Los políticos no quieren resolver el problema de la vivienda. Basta con analizar las soluciones que proponen, y las que se niegan a aplicar, para comprender que no hay intención real de arreglarlo.
Es evidente que existe un grave problema: el acceso a la vivienda, una de las necesidades más básicas de las personas, se ha vuelto muy difícil en las grandes urbes, donde los precios de compra y alquiler se han vuelto prohibitivos y no dan señales de dar un respiro.
La causa del problema no tiene misterio: la demanda crece imparable, impulsada por el progresivo abandono de la España rural, por la creciente inmigración y la fragmentación de los hogares; mientras, la oferta, absolutamente restringida, es incapaz de adaptarse.
Si en una ciudad se limita la construcción a un millón de viviendas y dos millones de familias quieren vivir en ellas, inevitablemente un millón de familias no van a poder acceder a una vivienda. Cuando se impide que la oferta se adapte, el precio subirá hasta que la demanda sea la que se adapte a la constreñida oferta.
Y esto es lo que ocurre: nuestros gobernantes han decidido restringir la oferta de vivienda. Incrementar la densidad en zonas con alta demanda es hoy políticamente impensable. Donde todavía se puede construir, el Estado ha creado una gigantesca tela de araña de restricciones, permisos y aprobaciones administrativas que atrapa durante años a quien se atreva a iniciar una nueva construcción, sumiéndolos en la incertidumbre.

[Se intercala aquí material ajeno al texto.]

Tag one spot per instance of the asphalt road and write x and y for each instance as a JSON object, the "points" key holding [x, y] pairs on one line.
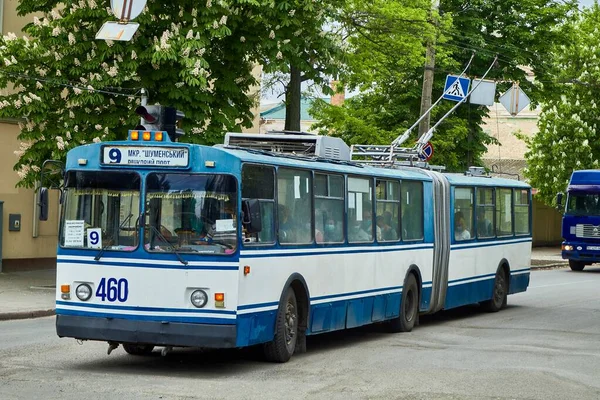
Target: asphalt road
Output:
{"points": [[545, 345]]}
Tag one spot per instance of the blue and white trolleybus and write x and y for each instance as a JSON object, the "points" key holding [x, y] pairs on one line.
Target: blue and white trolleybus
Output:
{"points": [[171, 244]]}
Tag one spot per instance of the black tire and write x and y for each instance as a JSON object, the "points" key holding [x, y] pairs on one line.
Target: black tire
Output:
{"points": [[283, 345], [500, 293], [576, 265], [138, 349], [409, 307]]}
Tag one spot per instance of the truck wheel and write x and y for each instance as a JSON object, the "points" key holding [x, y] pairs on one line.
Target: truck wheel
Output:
{"points": [[576, 265], [409, 308], [138, 349], [499, 296], [281, 348]]}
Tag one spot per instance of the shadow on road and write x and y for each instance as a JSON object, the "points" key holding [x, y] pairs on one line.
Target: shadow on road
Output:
{"points": [[209, 363]]}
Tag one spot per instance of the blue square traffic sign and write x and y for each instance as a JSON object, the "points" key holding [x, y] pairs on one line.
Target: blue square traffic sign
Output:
{"points": [[456, 88]]}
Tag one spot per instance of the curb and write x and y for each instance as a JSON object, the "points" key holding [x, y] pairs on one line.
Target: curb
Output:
{"points": [[550, 265], [26, 314]]}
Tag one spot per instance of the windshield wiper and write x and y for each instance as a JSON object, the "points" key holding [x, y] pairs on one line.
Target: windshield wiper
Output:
{"points": [[104, 248], [161, 237]]}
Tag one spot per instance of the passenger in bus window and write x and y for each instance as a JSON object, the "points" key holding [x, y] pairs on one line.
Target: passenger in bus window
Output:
{"points": [[286, 231], [387, 232], [356, 233], [484, 225], [460, 232], [333, 231]]}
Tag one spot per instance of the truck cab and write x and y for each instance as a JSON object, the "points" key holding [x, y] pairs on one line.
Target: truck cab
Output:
{"points": [[581, 220]]}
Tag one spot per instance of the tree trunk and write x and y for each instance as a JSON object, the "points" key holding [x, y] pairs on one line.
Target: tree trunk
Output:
{"points": [[292, 101]]}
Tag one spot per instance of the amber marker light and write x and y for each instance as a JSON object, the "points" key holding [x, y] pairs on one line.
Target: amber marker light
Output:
{"points": [[65, 291], [220, 300]]}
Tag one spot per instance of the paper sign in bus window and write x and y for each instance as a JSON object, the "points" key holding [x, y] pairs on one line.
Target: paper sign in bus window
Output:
{"points": [[224, 225], [74, 233], [94, 236], [296, 187]]}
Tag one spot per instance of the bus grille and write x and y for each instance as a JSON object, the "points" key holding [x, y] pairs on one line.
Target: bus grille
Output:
{"points": [[587, 231]]}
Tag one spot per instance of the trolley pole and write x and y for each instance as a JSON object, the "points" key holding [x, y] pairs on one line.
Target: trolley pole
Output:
{"points": [[1, 230], [428, 75]]}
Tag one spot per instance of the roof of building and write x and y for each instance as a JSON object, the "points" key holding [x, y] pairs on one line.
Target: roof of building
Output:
{"points": [[277, 111], [506, 167]]}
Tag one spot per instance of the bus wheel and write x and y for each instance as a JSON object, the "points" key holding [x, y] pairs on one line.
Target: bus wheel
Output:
{"points": [[576, 265], [409, 308], [500, 294], [281, 348], [138, 349]]}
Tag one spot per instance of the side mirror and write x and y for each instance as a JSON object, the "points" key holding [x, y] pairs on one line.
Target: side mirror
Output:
{"points": [[559, 200], [43, 204], [252, 218]]}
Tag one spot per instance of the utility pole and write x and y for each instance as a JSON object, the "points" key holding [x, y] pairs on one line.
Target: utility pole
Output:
{"points": [[428, 74]]}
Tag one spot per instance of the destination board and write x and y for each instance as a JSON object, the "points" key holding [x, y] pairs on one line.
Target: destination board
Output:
{"points": [[145, 156]]}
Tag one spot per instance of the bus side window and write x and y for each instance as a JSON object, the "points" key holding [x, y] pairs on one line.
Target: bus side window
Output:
{"points": [[504, 212], [522, 212], [258, 182], [329, 208], [360, 219], [387, 195], [463, 213], [294, 202], [412, 210], [485, 213]]}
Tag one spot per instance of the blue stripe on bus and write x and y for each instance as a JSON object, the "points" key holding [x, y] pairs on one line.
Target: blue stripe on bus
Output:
{"points": [[461, 246], [195, 320], [141, 265], [397, 289], [149, 309], [477, 277], [311, 252], [332, 296], [258, 305]]}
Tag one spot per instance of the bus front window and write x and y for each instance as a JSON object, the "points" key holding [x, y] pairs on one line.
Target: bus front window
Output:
{"points": [[191, 213], [100, 211], [583, 204]]}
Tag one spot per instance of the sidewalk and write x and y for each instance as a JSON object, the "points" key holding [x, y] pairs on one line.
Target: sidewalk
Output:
{"points": [[31, 294], [28, 294]]}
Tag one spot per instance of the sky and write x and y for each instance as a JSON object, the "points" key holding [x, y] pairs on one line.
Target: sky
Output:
{"points": [[274, 97]]}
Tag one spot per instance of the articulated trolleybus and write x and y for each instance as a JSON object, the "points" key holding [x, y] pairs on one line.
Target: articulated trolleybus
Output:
{"points": [[170, 244]]}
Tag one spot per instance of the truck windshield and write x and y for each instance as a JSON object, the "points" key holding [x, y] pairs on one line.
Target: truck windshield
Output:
{"points": [[191, 213], [583, 204], [101, 209]]}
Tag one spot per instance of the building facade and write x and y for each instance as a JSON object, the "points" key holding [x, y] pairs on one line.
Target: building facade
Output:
{"points": [[30, 243]]}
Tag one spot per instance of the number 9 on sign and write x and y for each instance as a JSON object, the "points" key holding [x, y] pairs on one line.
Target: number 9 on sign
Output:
{"points": [[114, 155], [94, 236]]}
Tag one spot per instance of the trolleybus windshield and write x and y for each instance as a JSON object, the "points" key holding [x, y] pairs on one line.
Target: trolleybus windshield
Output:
{"points": [[101, 210], [191, 213]]}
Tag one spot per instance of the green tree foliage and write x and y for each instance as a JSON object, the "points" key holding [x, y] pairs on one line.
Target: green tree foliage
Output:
{"points": [[69, 89], [311, 46], [568, 128], [388, 53]]}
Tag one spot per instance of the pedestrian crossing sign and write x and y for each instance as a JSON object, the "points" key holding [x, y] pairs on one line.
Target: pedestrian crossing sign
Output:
{"points": [[456, 88]]}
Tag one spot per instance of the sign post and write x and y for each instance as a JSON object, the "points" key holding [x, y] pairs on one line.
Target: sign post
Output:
{"points": [[514, 100], [123, 30], [456, 87]]}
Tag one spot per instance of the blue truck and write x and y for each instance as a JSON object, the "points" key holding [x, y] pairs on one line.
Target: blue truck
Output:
{"points": [[581, 220]]}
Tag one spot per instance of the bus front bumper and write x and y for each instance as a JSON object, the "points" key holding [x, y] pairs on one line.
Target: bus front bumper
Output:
{"points": [[146, 332]]}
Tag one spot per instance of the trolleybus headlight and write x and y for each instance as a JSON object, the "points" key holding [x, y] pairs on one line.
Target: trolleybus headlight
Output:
{"points": [[199, 298], [83, 292]]}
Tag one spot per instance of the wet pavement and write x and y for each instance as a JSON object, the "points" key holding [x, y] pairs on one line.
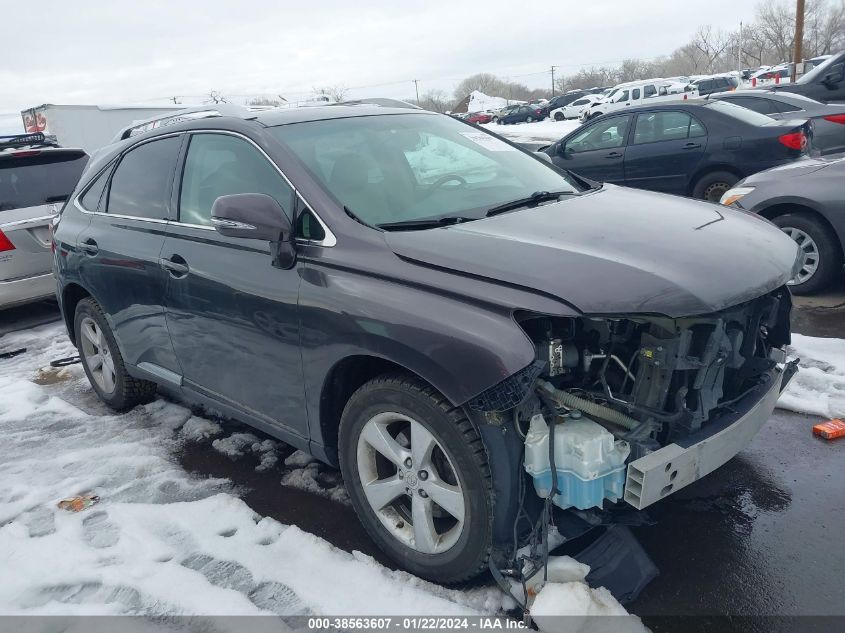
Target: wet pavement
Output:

No contentos con ello, a quien luego ose poner esa vivienda en alquiler, se le añaden adicionales dosis de intervencionismo y regulaciones arbitrarias que desincentivan el alquiler.
Controles de precios
El Gobierno parece desear que la situación empeore: su medida estrella en materia de vivienda es imponer controles de precios al alquiler. Es una de las políticas que más consenso genera entre los economistas… en su contra: causa desabastecimiento crónico, dispara los costes de búsqueda, impone una mala asignación de la oferta, provoca pérdidas permanentes de eficiencia y, a largo plazo, induce una progresiva caída de la cantidad y calidad de los inmuebles. El economista sueco Assar Lindbeck lo resumió afirmando que «el control de alquileres es una de las técnicas más eficientes hasta ahora conocidas para destruir una ciudad… salvo tal vez el bombardeo».
Pero el presidente del Gobierno se ha sacado un nuevo conejo de la chistera: propone crear una gran empresa pública de vivienda. Pero, ¿cómo esto resuelve la causa del problema? El sector privado no amplía la oferta, no porque no quiera, sino porque no le dejan. Las restricciones urbanísticas y la gran telaraña administrativa están ahí, con independencia de que exista o no esta nueva entidad estatal.
¿Qué hará esta empresa pública? Si opera bajo las mismas limitaciones que el sector privado, sin privilegios, la oferta permanecerá impasible y el problema, sin resolver. Sin embargo, si cuenta con privilegios crearía una nueva e inmensa fuente de problemas: impondría el desplazamiento progresivo del sector privado en favor del Estado en materia de vivienda; sustituiría el eficaz sistema de precios, que coordina al sector privado mediante uso eficiente de la información dispersa y adecuados incentivos, por el criterio arbitrario y descoordinador del decreto político. La población se convertiría en rehén del Estado, también, en materia de vivienda.
Corrupción
Pero a estos problemas clásicos de la planificación centralizada se sumaría otro aún peor: la corrupción política generalizada. Los políticos asumirían un control absoluto sobre la construcción y gestión de viviendas. Pasarían a tener el poder para asignar contratos multimillonarios a promotores, constructoras o propietarios de suelo, y el de asignar viviendas según su maleable criterio. No hace falta explicar por qué la corrupción generalizada sería el resultado inevitable.
El problema de la vivienda es un problema creado políticamente. Las restricciones a la construcción, la regulación excesiva y las intervenciones estatales han generado un sector inmobiliario disfuncional, incapaz de casar oferta con demanda si no es mediante precios desorbitados.
No es casualidad que los políticos eviten abordar la causa del problema y promuevan medidas que lo agravan. La vivienda se ha convertido en una inmensa fuente de ingresos para el Estado y para muchos políticos particulares. Medidas como el control de precios o una gran empresa pública no sirven para resolver el problema, sino para aumentar los ingresos y el poder político, a costa del resto de la población.
Nuestros gobernantes nunca se cansan de demostrar la mucha razón que tenía Ronald Reagan cuando decía que las palabras más aterradoras que podían pronunciarse son: «Soy del Gobierno y estoy aquí para ayudar».